Monday, April 14, 2003

Why the past two American military engagements have been unsatisfying so far: recapitulation of a biblical theme

Those of us who are in the least familiar with the history of art have come across at least one version of the Judith story as depicted by Michaelangelo, Botticelli, Carravagio, Jan Van Bijlert, or one of the many others who have depicted this scene from the apocrapha. It was a rather common theme in biblical art.

The story of Judith goes something like this: Judith's city was about to be attacked by Holofernies, the general of Nebuchadnezzer. Nebuchadnezzer (king of Assaryia (actually Babylon)) had just made a deal with all the neighboring provences that gave him the full right to repress and enslave all of them in exchange for not massacering them, and Bethulia, the Judean city was next. So Judith gets herself in to the enemy camp, gets herself seduced by Holofernies and cuts off his head as he sleeps. Afterward she takes the head and sneaks back to the Jeudean camp where the Jews are inspired by it, and Holofernies' arny is in dissarray without a general.
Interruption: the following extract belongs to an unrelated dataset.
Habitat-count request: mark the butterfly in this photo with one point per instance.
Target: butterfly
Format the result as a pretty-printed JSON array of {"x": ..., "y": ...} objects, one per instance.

It seems to me that the story is really recapitulated in modern times (down to the Saadam comparing himself to Nebuchadnezzer in the past) except for one little detail - we do not have his head on a platter.

In both the Saddam Hussain and the bin Laden cases we have fought these massive battles without the satisfaction of seeing the leaders brought to justice, or without them being dead. We have had to settle for a fallen statue in Iraq, and there are no real defining moments in Afghanistan. When it came to the fall of the Berlin wall that was a symbol, but that was fine, because there was no one individual whose death would have signified the fall of communism. The wall itself was the symbol. In the case of Afghanistan, we wanted the man, same in Iraq.

We are in the end looking for something worthy of a michaellangelo painting. A statue with a flag over its head really didn't do it for me.